Ci troviamo in Danimarca nel 1945, alla fine della seconda guerra mondiale. Il governo britannico offre ai danesi la possibilità di utilizzare i prigionieri tedeschi per sminare le coste del proprio Paese nelle quali le forze occupanti avevano disseminato più di 1.400.000 mine. Grazie ad un artefizio retorico (definire i prigionieri come “persone arrese volontariamente al nemico”) riuscirono così ad aggirare la Convenzione di Ginevra e destinare 2.600 soldati tedeschi, la maggior parte dei quali ragazzi sotto i diciotto anni, a quel lavoro atroce; più della metà morì o rimase gravemente ferita.
Il film, scritto e diretto dal regista danese Martin Zandvliet, porta quindi in scena una vicenda che, come ammette lui stesso, il suo Paese ha cercato di dimenticare. Nel descrivere l’atroce vicenda ci fornisce dunque un’angolazione differente della storia scritta, come sempre accade, dai vincitori.
Un film coraggioso, dove i soldati tedeschi sono vittime delle ritorsioni della popolazione danese che fino a quel momento avevano trattato da conquistatori. Destinati ad un’attività pericolosissima, vivono come prigionieri, con poco cibo, sbeffeggiati e maltrattati. Sono dodici i ragazzi agli ordini del sergente danese Rasmussen, che proprio all’inizio del film vediamo massacrare di botte un prigioniero tedesco subito dopo la fine della guerra. Dodici ragazzi che vediamo ogni mattina dirigersi verso la spiaggia come una colonia di scout in vacanza. Ma se la guerra genera mostri, la convivenza in situazioni di grande pericolo e grave disagio, sblocca quel quantum di umanità che l’uomo, anche il più terribile, serba dentro di se.

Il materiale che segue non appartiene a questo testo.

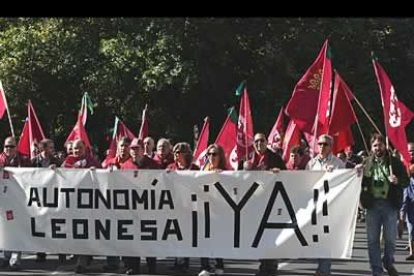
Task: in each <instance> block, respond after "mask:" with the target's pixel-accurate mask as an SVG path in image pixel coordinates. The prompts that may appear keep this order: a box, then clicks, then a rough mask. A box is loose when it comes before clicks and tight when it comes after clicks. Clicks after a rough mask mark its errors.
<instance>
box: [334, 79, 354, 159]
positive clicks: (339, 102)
mask: <svg viewBox="0 0 414 276" xmlns="http://www.w3.org/2000/svg"><path fill="white" fill-rule="evenodd" d="M353 98H354V96H353V93H352V92H351V89H349V87H348V86H347V85H346V83H345V82H344V81H343V79H342V78H341V76H340V75H339V74H338V73H336V75H335V85H334V93H333V101H332V115H331V117H330V122H329V130H328V133H329V134H330V135H331V136H332V137H333V138H334V144H333V146H332V152H333V153H334V154H337V153H338V152H340V151H341V150H345V149H346V148H347V147H352V146H353V145H354V143H355V141H354V137H353V135H352V130H351V125H352V124H354V123H356V122H357V121H358V119H357V117H356V115H355V112H354V109H353V107H352V104H351V99H353Z"/></svg>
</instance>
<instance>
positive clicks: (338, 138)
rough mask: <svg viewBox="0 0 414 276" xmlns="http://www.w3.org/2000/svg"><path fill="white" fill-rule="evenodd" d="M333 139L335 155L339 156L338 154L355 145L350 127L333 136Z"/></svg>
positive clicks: (332, 148)
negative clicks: (346, 148) (339, 152)
mask: <svg viewBox="0 0 414 276" xmlns="http://www.w3.org/2000/svg"><path fill="white" fill-rule="evenodd" d="M332 137H333V139H334V142H333V145H332V153H333V154H337V153H338V152H340V151H342V150H345V149H346V148H348V147H352V146H353V145H354V143H355V141H354V136H353V135H352V130H351V127H350V126H348V127H347V128H346V129H344V130H342V131H340V132H336V133H335V134H333V135H332Z"/></svg>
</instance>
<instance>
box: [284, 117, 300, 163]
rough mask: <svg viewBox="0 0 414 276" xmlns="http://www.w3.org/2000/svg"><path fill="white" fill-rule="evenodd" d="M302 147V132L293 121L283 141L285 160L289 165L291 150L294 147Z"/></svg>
mask: <svg viewBox="0 0 414 276" xmlns="http://www.w3.org/2000/svg"><path fill="white" fill-rule="evenodd" d="M296 145H300V130H299V127H298V126H297V125H296V123H295V121H293V120H292V119H291V120H290V121H289V124H288V126H287V128H286V133H285V138H284V139H283V145H282V149H283V160H285V162H286V163H287V162H288V161H289V156H290V149H291V148H292V147H293V146H296Z"/></svg>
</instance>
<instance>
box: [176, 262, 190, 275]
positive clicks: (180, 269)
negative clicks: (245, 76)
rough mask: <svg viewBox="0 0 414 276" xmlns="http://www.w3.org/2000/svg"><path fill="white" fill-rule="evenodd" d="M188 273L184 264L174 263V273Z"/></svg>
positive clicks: (176, 273)
mask: <svg viewBox="0 0 414 276" xmlns="http://www.w3.org/2000/svg"><path fill="white" fill-rule="evenodd" d="M185 274H187V268H186V267H185V265H184V264H174V274H173V275H185Z"/></svg>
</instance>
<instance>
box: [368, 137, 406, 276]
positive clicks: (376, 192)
mask: <svg viewBox="0 0 414 276" xmlns="http://www.w3.org/2000/svg"><path fill="white" fill-rule="evenodd" d="M370 142H371V155H370V156H369V157H368V158H367V159H366V160H365V166H364V169H363V170H364V177H363V179H362V188H363V190H364V191H365V192H367V193H369V194H370V195H371V200H369V201H366V200H365V202H362V204H363V205H364V206H363V207H364V208H366V209H367V210H366V218H365V219H366V227H367V236H368V255H369V262H370V265H371V269H372V273H373V275H374V276H380V275H381V274H382V267H383V266H384V268H385V269H386V270H387V271H388V275H390V276H398V275H399V274H398V271H397V270H396V269H395V267H394V265H393V264H394V251H395V246H396V239H397V221H398V219H399V215H398V214H399V210H400V208H401V204H402V193H403V188H404V186H406V185H407V184H408V178H407V174H406V171H405V168H404V165H403V164H402V163H401V161H400V160H399V159H397V158H395V157H392V156H391V155H390V153H389V152H388V151H387V149H386V148H385V139H384V137H383V136H382V135H380V134H378V133H375V134H373V135H372V137H371V141H370ZM381 228H382V229H383V233H384V234H383V235H384V241H385V247H384V258H383V259H382V264H381V246H380V235H381Z"/></svg>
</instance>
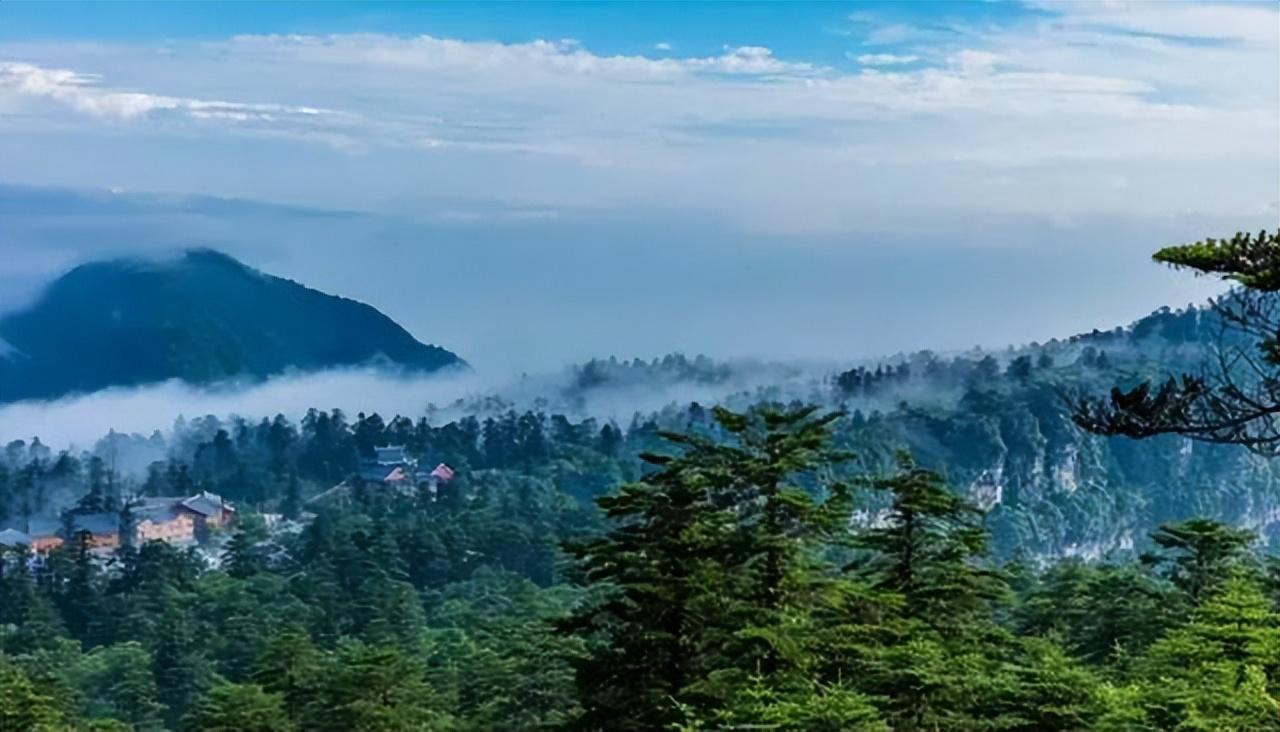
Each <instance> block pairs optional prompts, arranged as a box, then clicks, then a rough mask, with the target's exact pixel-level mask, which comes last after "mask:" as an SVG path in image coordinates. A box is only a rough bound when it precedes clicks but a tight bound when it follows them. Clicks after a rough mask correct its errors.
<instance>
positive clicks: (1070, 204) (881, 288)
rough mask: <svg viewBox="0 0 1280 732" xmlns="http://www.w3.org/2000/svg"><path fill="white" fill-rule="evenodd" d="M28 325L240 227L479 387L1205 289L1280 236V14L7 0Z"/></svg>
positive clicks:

E’ inevitabile, dunque, che tra vittime e carnefice si stabilisca un rapporto di empatia che dirigerà le sorti della storia verso risultati più concilianti. Ma non illudetevi, Zandvliet non ci risparmia nulla, non edulcora sequenze né lima o abbellisce immagini. L’atrocità è sempre in agguato, nascosta sotto la sabbia.
Film corale, alla riuscita del quale, oltre ad una regia sempre attenta a cogliere il dato umano e morale di ciò che si racconta, (il dato e la denuncia storica è sullo sfondo, di fronte ci sono uomini e sentimenti), contribuisce la bravura di tutti i giovani attori che riescono ad imprimere ai loro personaggi, nonostante il terribile contesto in cui sono inseriti, una nota fanciullesca che alleggerisce l’animo e, sentirli programmare il loro futuro una volta tornati in una Patria distrutta e da ricostruire, commuove e colpisce più dello scoppio inaspettato di una mina.